Instead of being lazy, why don't you google the question? Even a simple query like 'jewish discrimination college' will give you materials to work with, ranging from US immigration policy restricting Eastern Europeans to the SAT being devised for reducing Jewish enrollment in elite universities, and if you go far enough afield, you will find gems like the 'Jewish questions' (compiled in a paper on ArXiv) that Soviet Russia used to block any but the very most brilliant Jewish mathematics students from higher education.

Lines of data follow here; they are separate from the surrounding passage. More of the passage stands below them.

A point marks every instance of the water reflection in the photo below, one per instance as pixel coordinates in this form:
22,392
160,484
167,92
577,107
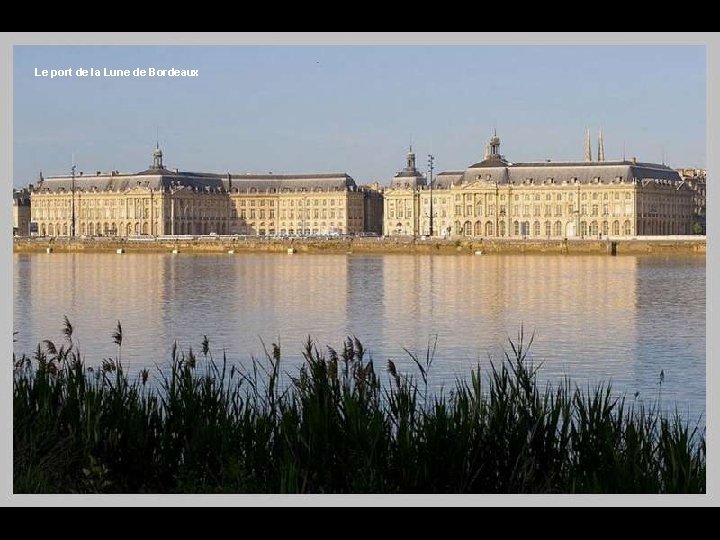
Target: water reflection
594,318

President Lowell of Harvard tried to impose a 12% quota on Jewish admits in the early 20th century, and also attempted to exclude African American students from residing in the freshman dorms. You can find similar behavior at other universities until well after WWII ended. For example, Georgetown's first black student enrolled in 1950.
OK, so some colleges in the 20s and 30s discriminated against Jews and others (vast majority?) didn't. Your link goes on about Feynman and Salk going to NYU and MIT instead of their first choices. These men both easily found their way to the elite.
It's possible you're not American and thus unaware, but with black students in particular, it wasn't subtle discrimination, but outright bans: many universities, up until the 1960s, explicitly prohibited black students.
I don't think this "rubashov" guy is an American. No American could possibly have THAT pointed a lack of knowledge of our history. Our educational system is not THAT bad.